GitHub Webhooks → Cloud Function/Worker → AI + DB → GitHub API

Pros:

Real-time response (not limited by Action queue)
More sophisticated state management
Could handle comment replies, not just new issues

Cons:

Infrastructure to maintain
More complex deployment
Requires hosting (Cloudflare Workers free tier possible)
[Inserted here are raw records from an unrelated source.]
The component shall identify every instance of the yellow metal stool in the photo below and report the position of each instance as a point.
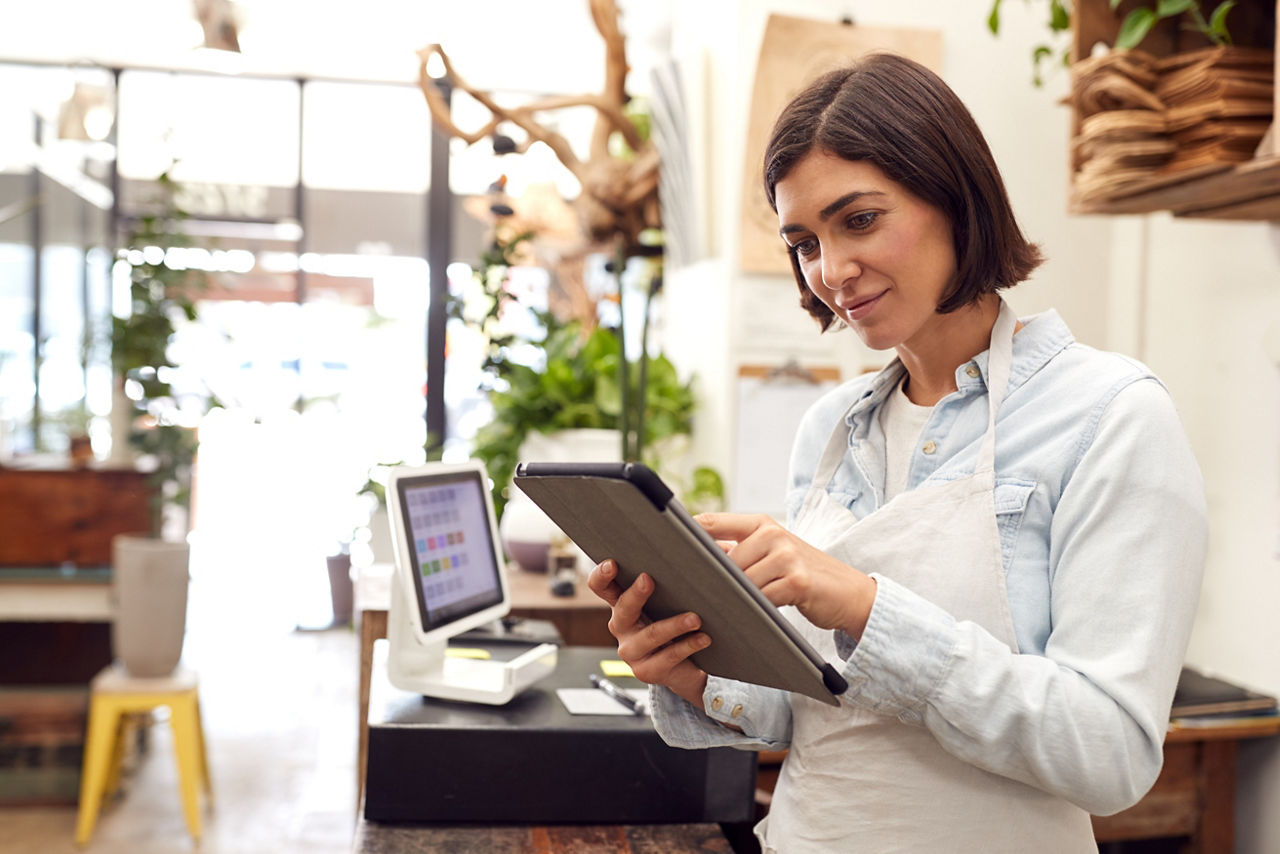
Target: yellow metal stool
(114, 695)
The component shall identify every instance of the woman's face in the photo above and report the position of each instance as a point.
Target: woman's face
(878, 256)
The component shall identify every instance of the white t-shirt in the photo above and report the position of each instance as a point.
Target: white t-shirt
(903, 423)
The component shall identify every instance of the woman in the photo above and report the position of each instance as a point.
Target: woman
(997, 539)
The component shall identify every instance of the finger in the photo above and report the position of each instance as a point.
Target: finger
(627, 608)
(658, 634)
(602, 583)
(658, 666)
(766, 542)
(732, 526)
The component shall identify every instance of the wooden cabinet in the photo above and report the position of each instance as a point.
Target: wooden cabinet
(51, 517)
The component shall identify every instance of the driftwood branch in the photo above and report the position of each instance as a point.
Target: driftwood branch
(620, 196)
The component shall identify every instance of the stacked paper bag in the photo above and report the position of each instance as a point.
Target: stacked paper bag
(1123, 136)
(1146, 122)
(1219, 104)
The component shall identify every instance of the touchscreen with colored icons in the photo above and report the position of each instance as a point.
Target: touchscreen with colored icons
(451, 546)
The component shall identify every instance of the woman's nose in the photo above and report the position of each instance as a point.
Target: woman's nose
(839, 268)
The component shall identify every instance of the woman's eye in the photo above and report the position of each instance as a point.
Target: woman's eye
(863, 220)
(804, 247)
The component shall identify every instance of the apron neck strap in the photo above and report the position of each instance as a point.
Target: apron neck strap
(997, 383)
(997, 380)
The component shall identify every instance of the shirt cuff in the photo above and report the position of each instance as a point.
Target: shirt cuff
(903, 654)
(682, 725)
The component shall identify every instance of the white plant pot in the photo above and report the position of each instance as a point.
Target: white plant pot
(149, 584)
(526, 530)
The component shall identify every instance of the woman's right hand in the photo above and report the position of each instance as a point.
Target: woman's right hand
(657, 652)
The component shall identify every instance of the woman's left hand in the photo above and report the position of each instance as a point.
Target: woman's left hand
(791, 571)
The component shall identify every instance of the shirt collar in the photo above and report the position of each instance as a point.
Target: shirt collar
(1042, 337)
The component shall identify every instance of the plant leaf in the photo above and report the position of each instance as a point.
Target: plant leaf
(1217, 21)
(1037, 58)
(1170, 8)
(1134, 28)
(1059, 18)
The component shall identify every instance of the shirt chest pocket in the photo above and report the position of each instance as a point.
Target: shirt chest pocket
(1011, 496)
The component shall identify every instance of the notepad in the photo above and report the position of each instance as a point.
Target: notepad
(592, 700)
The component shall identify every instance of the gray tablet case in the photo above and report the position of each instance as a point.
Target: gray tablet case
(625, 512)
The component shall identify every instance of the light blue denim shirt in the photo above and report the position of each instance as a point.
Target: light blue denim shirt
(1101, 515)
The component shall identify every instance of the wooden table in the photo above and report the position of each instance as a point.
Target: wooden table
(1194, 795)
(581, 621)
(374, 837)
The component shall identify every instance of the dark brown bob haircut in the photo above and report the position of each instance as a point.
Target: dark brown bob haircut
(900, 117)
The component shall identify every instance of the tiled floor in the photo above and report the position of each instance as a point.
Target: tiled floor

Estimated Cost: Free tier possible, ~$5-10/month if scaled

3.4 Recommendation

Start with Option A (GitHub Actions + Gemini) as an MVP:

Proven pattern from changelog generator
Zero infrastructure cost
Can evolve to Option B if accuracy needs improvement

4. Data Sources & Integration

4.1 Documentation Corpus

Source	Content	Size	Update Frequency
`troubleshooting.md`	Common issues & solutions	~300 lines	Monthly
`configuration.md`	All config options	~500 lines	Per release
Research docs (16)	Feature investigations	~200 lines each	As needed
ADRs (13)	Technical decisions	~100 lines each	Per decision
Module READMEs	Implementation details	~50 lines each	Per change

4.2 Issue Patterns

For duplicate detection, analyze:

Issue titles (high signal)
Issue body first paragraph (problem statement)
Labels applied
Linked PRs and commits

4.3 Embedding Strategy

Pre-compute embeddings for:

Each troubleshooting section (by #### headers)
Each research document executive summary
Each ADR decision summary
Each closed issue (title + first comment if resolution)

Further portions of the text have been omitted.